• Allianz ist in der Aktionärsgunst stark gesunken Kritik an hohen Kursverlusten und Übernahme der Dresdner Bank

Wirtschaft : Allianz ist in der Aktionärsgunst stark gesunken Kritik an hohen Kursverlusten und Übernahme der Dresdner Bank

NAME

München (tmh). Die Münchner Allianz AG und ihr Vorstandschef Henning Schulte-Noelle sind in der Gunst ihrer Aktionäre vor allem wegen der belastenden Übernahme der Dresdner Bank stark gesunken. Zwar zeigten 5300 Anteilseigner zur Hauptversammlung am Mittwoch in München für die Belastung durch die Terroranschläge in den USA durchaus Verständnis. Die Halbierung des Jahresüberschusses 2001 auf 1,6 Milliarden Euro hänge aber nicht nur mit dem 11. September zusammen, rügte der Vorsitzende der Schutzgemeinschaft der Kleinaktionäre (SdK), Klaus Schneider, mit Blick auf die Übernahme der Dresdner Bank.

Angesichts anhaltender Verluste im Bankgeschäft stelle sich die Frage, ob die Bildung eines Allfinanzkonzerns der strategisch richtige Weg sei, sagte der SdK-Chef. Denn bei der Dresdner würden sich die allgemeinen Probleme heimischer Banken kumulieren.

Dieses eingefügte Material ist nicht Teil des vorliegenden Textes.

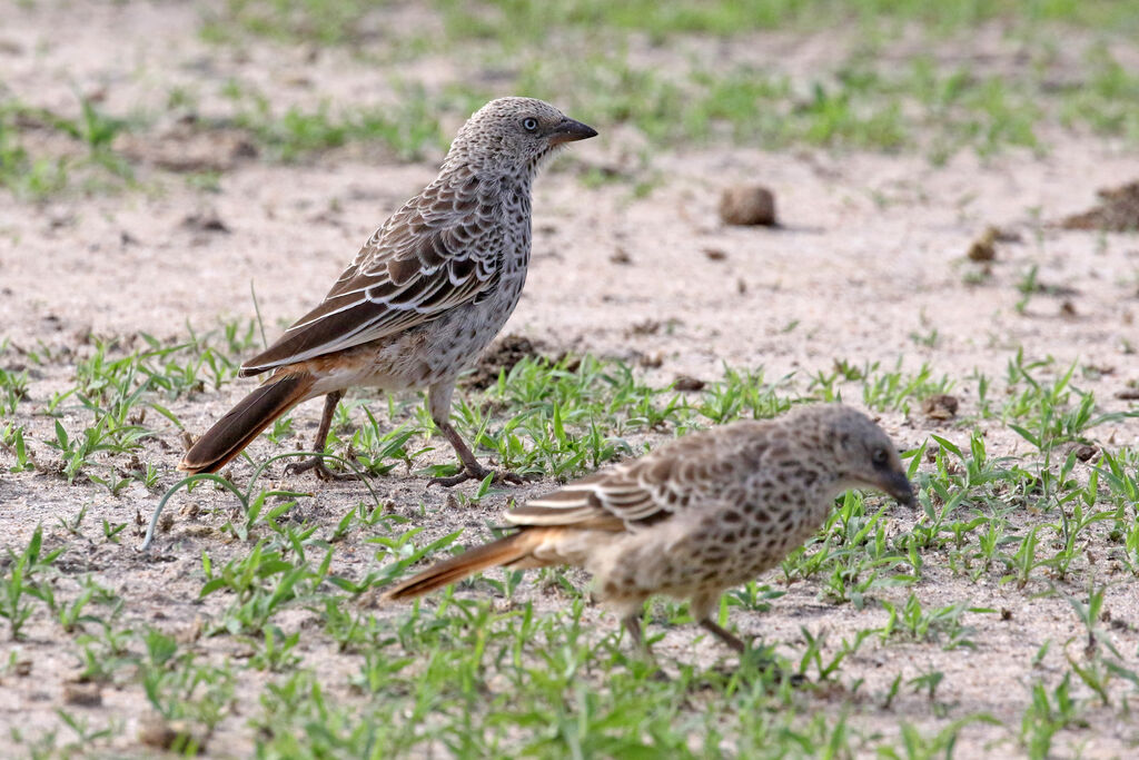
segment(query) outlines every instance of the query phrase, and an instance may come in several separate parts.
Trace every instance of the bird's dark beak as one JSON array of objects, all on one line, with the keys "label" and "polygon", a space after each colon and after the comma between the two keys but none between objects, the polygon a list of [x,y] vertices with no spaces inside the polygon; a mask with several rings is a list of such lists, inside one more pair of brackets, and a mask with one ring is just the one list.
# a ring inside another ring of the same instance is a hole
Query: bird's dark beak
[{"label": "bird's dark beak", "polygon": [[910,484],[906,473],[903,472],[892,472],[887,473],[883,477],[882,483],[878,484],[883,491],[894,497],[898,504],[913,509],[918,506],[917,499],[913,498],[913,487]]},{"label": "bird's dark beak", "polygon": [[574,142],[575,140],[587,140],[597,137],[597,130],[572,119],[563,119],[562,123],[550,132],[550,145],[562,145],[563,142]]}]

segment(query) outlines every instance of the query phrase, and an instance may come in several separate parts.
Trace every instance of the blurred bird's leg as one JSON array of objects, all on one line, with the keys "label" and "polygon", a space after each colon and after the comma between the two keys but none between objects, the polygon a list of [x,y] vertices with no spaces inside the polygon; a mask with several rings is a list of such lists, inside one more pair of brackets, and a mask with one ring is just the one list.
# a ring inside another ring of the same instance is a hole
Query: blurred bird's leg
[{"label": "blurred bird's leg", "polygon": [[428,485],[439,484],[450,488],[468,480],[485,480],[487,475],[493,475],[493,482],[495,483],[522,483],[523,480],[517,474],[489,469],[475,459],[475,455],[472,453],[470,449],[464,442],[462,436],[459,435],[459,432],[449,422],[451,418],[451,393],[453,391],[454,381],[432,385],[427,394],[427,406],[431,409],[431,418],[435,423],[435,426],[443,433],[443,438],[451,444],[451,448],[454,449],[454,452],[459,457],[459,461],[462,463],[462,472],[450,477],[433,477]]},{"label": "blurred bird's leg", "polygon": [[718,639],[720,639],[721,641],[723,641],[724,644],[727,644],[728,646],[730,646],[732,649],[735,649],[740,654],[743,654],[744,651],[747,648],[747,645],[744,644],[744,640],[741,638],[739,638],[731,631],[724,629],[722,626],[720,626],[720,623],[715,622],[711,618],[704,618],[703,620],[700,620],[700,628],[712,634]]},{"label": "blurred bird's leg", "polygon": [[[333,426],[333,415],[336,414],[336,404],[341,402],[344,397],[344,391],[333,391],[325,397],[325,411],[320,416],[320,427],[317,428],[317,440],[312,442],[313,451],[323,451],[325,446],[328,442],[328,431]],[[296,475],[300,473],[313,471],[313,473],[322,481],[329,480],[357,480],[353,473],[334,473],[331,469],[325,466],[323,457],[310,457],[304,461],[297,461],[285,468],[285,472]]]}]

Ein anderer Aktionär nannte den Dresdner-Deal „fahrlässig". Zudem passe die Investmentsparte der Bank nicht zum Breitengeschäft der Allianz. Unter einer Ertragsschwäche leide die Allianz auch in der Vermögensverwaltung, der Lebens- und Krankenversicherung.

Unzufriedene Aktionäre rügten ferner das Fehlinvestment in den insolventen Flugzeugbauer Fairchild Dornier, das die Allianz allein rund 150 Millionen Euro gekostet hat, und kostspielige Zukäufe von Vermögensverwaltern. „2001 war keine Sternstunde der Allianz,“ urteilte eine Vertreterin der Deutschen Schutzgemeinschaft für Wertpapierbesitz (DSW). Aktionäre und Markt bräuchten nun eine neue Vision des Managements, die Verkäufe aus dem umfangreichen Beteiligungsbesitz des Konzerns bringen könne. Immerhin habe die Allianz-Aktie im Vorjahr ein Drittel ihres Wertes verloren. Auch in diesem Jahr geht es mit dem Kurs bergab. Seit März steht die Aktie unter Druck.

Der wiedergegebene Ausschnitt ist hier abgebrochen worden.